2020/11/11(水)01:18
畳敷き ~ 日本ならではの寛ぎの室内空間 ・・・ 畳職人の技
先週、完了検査で指摘された吸気口が急遽設置され、今週めでたく合格の石場建て伝統構法の新築。
今日は、待ちに待った畳敷きの日。仕事帰り、現場に駆けつけて見ると、見事敷き込まれていました。
1階は、小上がり書斎3畳。といっても、堀込カウンターデスクがあるので、1枚の大きさは1畳より小さい変形畳。
籠り感のある部屋がコンセプトで、棟梁も昼休みはよくここに籠って寛いでいましたが、畳を敷くとますます落ち着くいい空間になり、畳の良さをあらためて実感!老年期には、寝室としても使えそう。

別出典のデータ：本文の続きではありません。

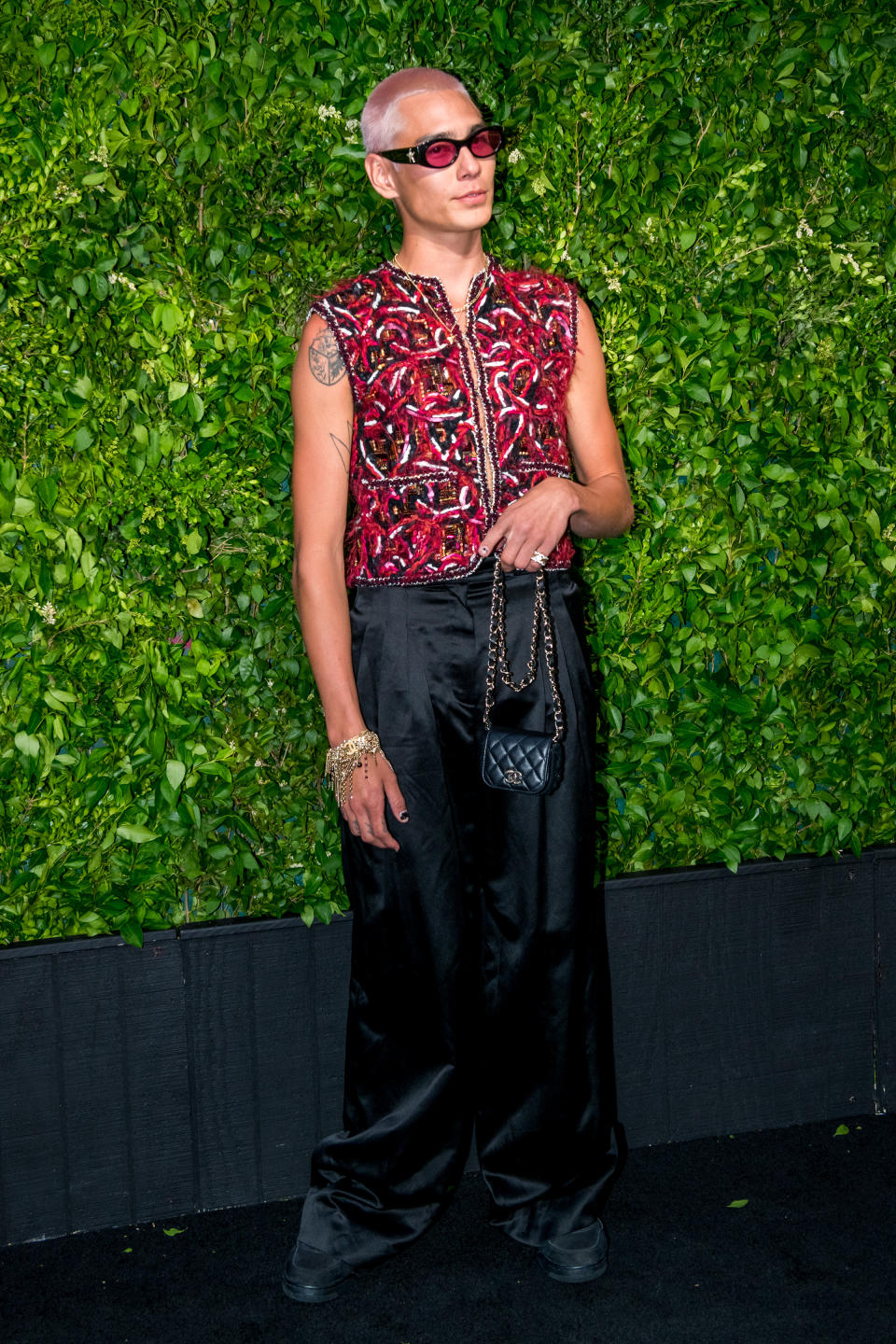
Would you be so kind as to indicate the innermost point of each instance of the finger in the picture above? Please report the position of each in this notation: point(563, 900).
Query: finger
point(395, 799)
point(373, 830)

2階は、6畳+4畳半+6畳の全面畳敷き。今どき、畳のない家も多いのに、古民家のように全面畳敷きは珍しいんじゃないでしょうか。
この家は1階の天井が直接2階の床板なので、畳を敷き詰めることで1階への足音が大幅に減衰されます。もちろん畳ですから、どこにでもゴロゴロできるという快適性も。

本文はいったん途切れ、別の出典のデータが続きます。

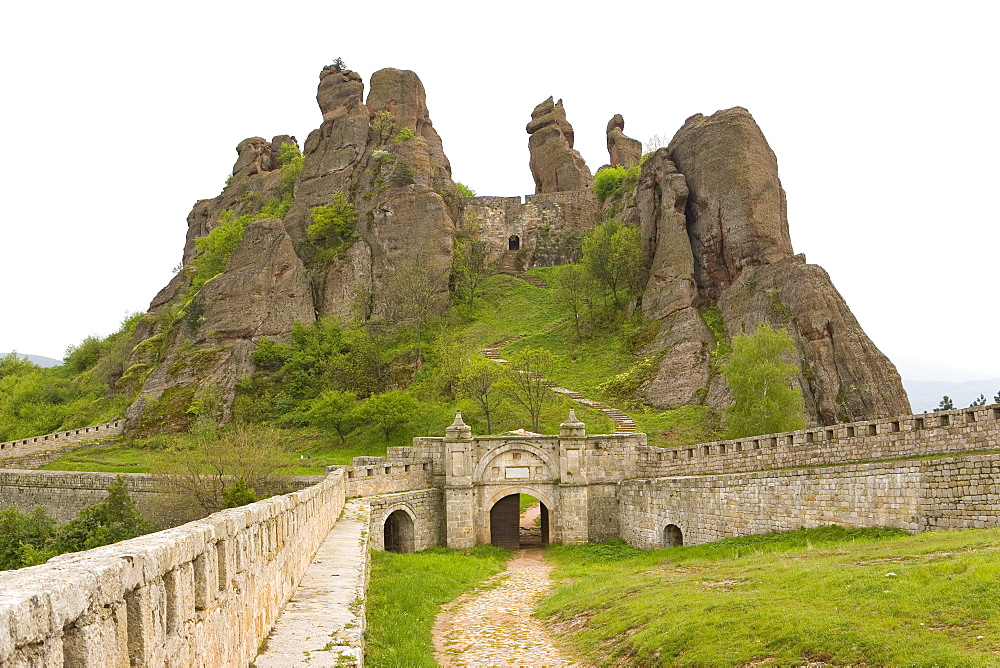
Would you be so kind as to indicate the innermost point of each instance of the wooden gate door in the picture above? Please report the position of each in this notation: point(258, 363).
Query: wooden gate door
point(504, 518)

畳表は、生産者が明確な熊本産。今は中国産が主流ですが、中国から伝わった建築技術が基礎となった日本建築で、畳こそ純粋に日本オリジナル。畳表は国産を選びたいものです。
畳表の藺草(イグサ)には、調湿作用や空気浄化消臭作用や断熱効果の他、アロマテラピー効果や集中力増進効果もあると言われています。また、この青畳が年月を重ね艶やかな黄金色になっていく楽しみもあります。
(参照 : 熊本県いぐさ・畳表活性化連絡協議会 / 熊本県畳工業組合)
畳床(中身)は、残念ながら予算の都合で本藁床ではなく、木材繊維を固めたもの。断熱材に使ったフォレストボードの硬い版みたいなイメージ。けっこう重いのですが、畳を上げてメンテナンスする頻度は藁床ほどではなさそうです。

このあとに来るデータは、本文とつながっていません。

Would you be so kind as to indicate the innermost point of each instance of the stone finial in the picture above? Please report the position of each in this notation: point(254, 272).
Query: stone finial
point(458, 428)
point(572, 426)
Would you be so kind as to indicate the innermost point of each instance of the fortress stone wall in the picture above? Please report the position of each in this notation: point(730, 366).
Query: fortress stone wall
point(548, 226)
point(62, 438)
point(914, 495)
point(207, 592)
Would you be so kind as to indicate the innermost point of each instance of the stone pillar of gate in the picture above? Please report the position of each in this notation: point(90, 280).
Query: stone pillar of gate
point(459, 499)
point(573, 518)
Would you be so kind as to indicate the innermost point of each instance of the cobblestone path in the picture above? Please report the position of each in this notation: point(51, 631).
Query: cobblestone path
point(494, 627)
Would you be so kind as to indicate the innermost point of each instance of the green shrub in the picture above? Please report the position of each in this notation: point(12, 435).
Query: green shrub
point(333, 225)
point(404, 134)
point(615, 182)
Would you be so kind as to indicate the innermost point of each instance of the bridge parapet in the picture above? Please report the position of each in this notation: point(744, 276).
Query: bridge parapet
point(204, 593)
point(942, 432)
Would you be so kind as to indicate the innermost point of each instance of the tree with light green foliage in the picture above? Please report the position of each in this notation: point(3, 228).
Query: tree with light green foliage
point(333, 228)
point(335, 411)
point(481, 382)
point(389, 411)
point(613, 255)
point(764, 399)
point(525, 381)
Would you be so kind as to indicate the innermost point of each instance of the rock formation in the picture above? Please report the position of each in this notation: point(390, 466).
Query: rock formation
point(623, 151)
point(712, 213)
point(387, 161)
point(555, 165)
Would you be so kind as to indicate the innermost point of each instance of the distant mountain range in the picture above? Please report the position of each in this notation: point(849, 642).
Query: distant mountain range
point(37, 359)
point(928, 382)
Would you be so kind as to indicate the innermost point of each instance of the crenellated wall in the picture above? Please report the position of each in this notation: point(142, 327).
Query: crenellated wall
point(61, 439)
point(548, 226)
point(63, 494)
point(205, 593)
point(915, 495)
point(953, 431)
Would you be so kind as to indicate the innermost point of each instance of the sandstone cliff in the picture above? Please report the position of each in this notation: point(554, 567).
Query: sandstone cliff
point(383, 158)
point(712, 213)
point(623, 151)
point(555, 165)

今の主流は発泡ポリスチレン。安くて軽いんですが、1階の火災で2階の畳が溶けて有毒ガスが出たのを目の当たりにしたことがあり、石油系の素材はやはり怖かったんです。
畳の縁(ヘリ)は、1階の書斎は狭いので、少し模様が入っているもの、2階は総16.5畳なんで、スッキリ無地のもの、色は青畳のうちも黄金色になってからも縁が主張しないような青緑系を選びました。
近年は縁のないヘリ無し畳が琉球畳という一部誤った呼称(※)で人気ですが、私は好みません。ヘリは畳の角を守るもの。ただの飾りではないからです。また「畳のへりを踏んではいけない」という文化を伝える意義もあります。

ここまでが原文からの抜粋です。